Category Archives: Open System

Caste System

Here in America when you are born you have the choice to become whoever or whatever you want. In places like India where the caste system is in place when you are born you are to automatically assume the same social rank, or position as your parents. Caste means hereditary rank, usually religiously dictated, that tends to be fixed and immobile. The caste system is mostly associated with Hinduism in India and in some other countries as well. In India there are priests, warriors, merchants, and artisans/farmers. They are also known as Brahman, Kshatriya, Vaishya, and Shudra. These are the four major castes. There is also a fifth caste known as the untouchables or the Dalit caste. The Dalit caste is known to be so low in rank and unclean that they are said to have no place in this system of stratification.

People who live within a caste system have no choice about their social rank, they cannot change which caste they are in. You are expected to marry within your caste as well. This reminds me of a time when I was in middle school and some classmates were telling me that since my parents didn’t go to college and don’t have good jobs that I would turn out the same way. Just because I was born into a family that doesn’t have a history of going to college doesn’t mean that I can’t. I can experience social mobility and can change the social rank that I am in.

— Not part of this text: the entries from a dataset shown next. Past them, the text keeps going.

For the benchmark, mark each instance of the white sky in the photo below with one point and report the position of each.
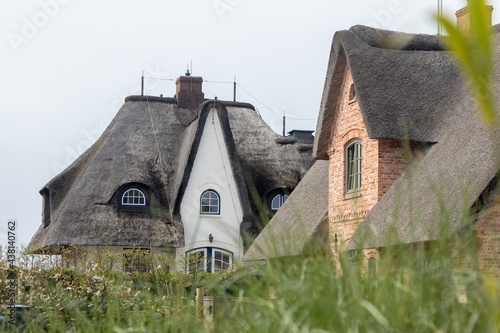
(67, 65)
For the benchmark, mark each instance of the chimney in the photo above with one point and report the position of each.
(464, 20)
(188, 91)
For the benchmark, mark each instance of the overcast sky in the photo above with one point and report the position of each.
(67, 65)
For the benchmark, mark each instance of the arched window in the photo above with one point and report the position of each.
(210, 202)
(278, 201)
(133, 197)
(353, 166)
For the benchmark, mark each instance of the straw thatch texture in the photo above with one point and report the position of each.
(84, 206)
(432, 199)
(297, 222)
(403, 84)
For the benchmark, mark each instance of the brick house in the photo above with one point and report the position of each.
(402, 145)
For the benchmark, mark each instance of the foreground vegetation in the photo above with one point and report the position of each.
(411, 291)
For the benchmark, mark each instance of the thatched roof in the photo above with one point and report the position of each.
(303, 217)
(432, 199)
(84, 207)
(403, 83)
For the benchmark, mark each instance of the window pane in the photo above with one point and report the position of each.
(210, 202)
(353, 166)
(133, 197)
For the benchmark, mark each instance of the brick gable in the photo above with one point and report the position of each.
(382, 162)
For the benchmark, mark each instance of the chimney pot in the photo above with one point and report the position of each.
(188, 92)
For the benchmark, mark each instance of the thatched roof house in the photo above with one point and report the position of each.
(407, 89)
(152, 146)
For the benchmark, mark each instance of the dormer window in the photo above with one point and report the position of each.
(353, 166)
(210, 203)
(278, 201)
(133, 197)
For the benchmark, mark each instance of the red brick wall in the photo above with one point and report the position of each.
(188, 92)
(487, 233)
(463, 19)
(382, 162)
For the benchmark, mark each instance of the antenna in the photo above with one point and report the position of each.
(440, 16)
(284, 119)
(234, 90)
(142, 84)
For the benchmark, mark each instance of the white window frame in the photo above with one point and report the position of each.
(204, 259)
(210, 205)
(139, 194)
(278, 201)
(223, 252)
(353, 167)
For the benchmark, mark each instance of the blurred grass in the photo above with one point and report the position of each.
(435, 287)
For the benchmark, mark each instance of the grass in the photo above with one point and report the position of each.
(432, 287)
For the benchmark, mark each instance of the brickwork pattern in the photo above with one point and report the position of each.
(464, 22)
(382, 162)
(487, 233)
(188, 91)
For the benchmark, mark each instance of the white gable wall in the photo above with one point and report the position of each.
(212, 171)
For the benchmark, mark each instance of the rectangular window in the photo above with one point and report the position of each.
(353, 166)
(221, 260)
(136, 260)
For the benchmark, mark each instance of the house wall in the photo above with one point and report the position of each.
(487, 234)
(212, 170)
(82, 257)
(382, 162)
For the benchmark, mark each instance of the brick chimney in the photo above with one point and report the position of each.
(188, 91)
(464, 20)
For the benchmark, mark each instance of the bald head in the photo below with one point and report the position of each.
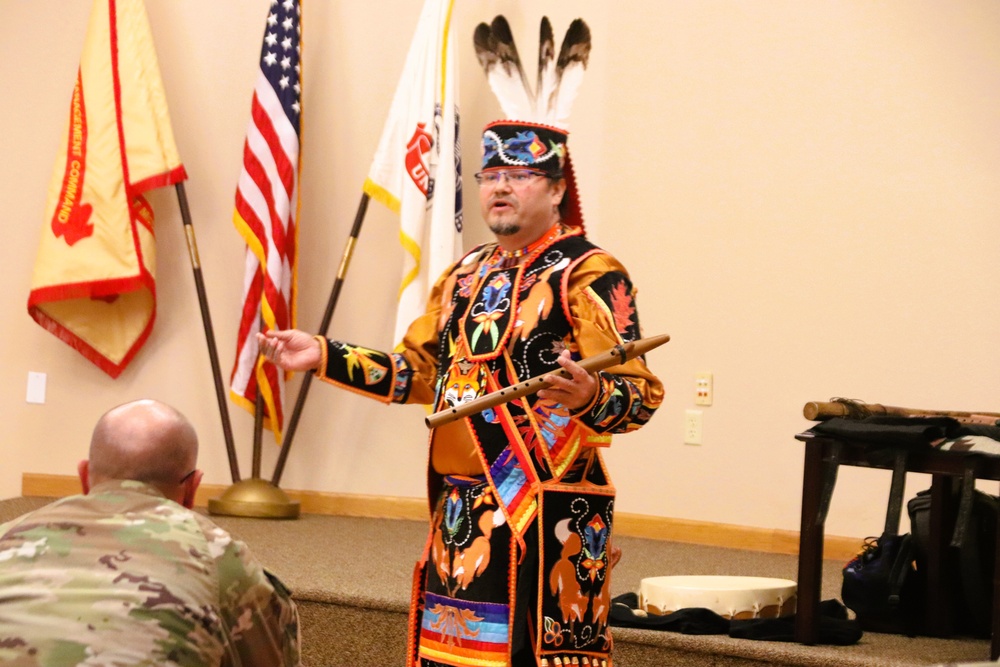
(144, 440)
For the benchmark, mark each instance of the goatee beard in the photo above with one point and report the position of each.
(505, 228)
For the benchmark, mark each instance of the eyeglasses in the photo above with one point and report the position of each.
(516, 177)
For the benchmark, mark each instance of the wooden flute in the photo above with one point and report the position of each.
(820, 410)
(618, 354)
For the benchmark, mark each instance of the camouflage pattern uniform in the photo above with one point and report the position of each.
(123, 576)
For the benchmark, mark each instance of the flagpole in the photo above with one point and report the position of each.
(345, 261)
(206, 318)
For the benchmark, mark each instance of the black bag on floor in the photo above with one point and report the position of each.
(881, 587)
(880, 584)
(972, 551)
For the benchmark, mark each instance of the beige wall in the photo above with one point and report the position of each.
(807, 195)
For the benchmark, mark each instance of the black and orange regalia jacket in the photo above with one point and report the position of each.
(486, 328)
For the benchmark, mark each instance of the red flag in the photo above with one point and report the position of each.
(93, 285)
(267, 211)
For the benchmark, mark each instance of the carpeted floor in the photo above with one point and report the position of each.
(361, 568)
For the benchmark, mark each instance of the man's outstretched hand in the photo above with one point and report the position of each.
(291, 349)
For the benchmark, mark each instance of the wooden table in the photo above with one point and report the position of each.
(822, 457)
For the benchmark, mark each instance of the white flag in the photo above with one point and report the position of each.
(417, 167)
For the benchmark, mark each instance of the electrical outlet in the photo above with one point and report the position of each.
(36, 388)
(692, 427)
(703, 389)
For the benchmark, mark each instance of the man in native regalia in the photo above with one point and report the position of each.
(518, 558)
(516, 569)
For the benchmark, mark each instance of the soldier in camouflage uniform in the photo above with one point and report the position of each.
(127, 574)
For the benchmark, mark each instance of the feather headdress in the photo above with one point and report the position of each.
(558, 79)
(536, 135)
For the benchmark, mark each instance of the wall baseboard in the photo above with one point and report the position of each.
(415, 509)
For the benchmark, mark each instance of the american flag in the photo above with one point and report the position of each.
(267, 210)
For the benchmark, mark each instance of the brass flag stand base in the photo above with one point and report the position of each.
(255, 498)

Social mobility is not seen in places like India, people do not have the right to move from one position in a society’s stratification system to another. The caste system is a closed system; the people involved have little to no way of social mobility. People live very unequally in the caste system and they should be able to do whatever they want, go wherever they want, and be able to be or marry whoever they want. There should be no invisible walls keeping these castes separate. There should be an open system everywhere in the world. An open system is where the position of an individual is because of their own achieved status, not because of their parent’s status. Even a class system would be better than a caste system because you have the freedom and opportunity to move from one class to another, it’s all up to you.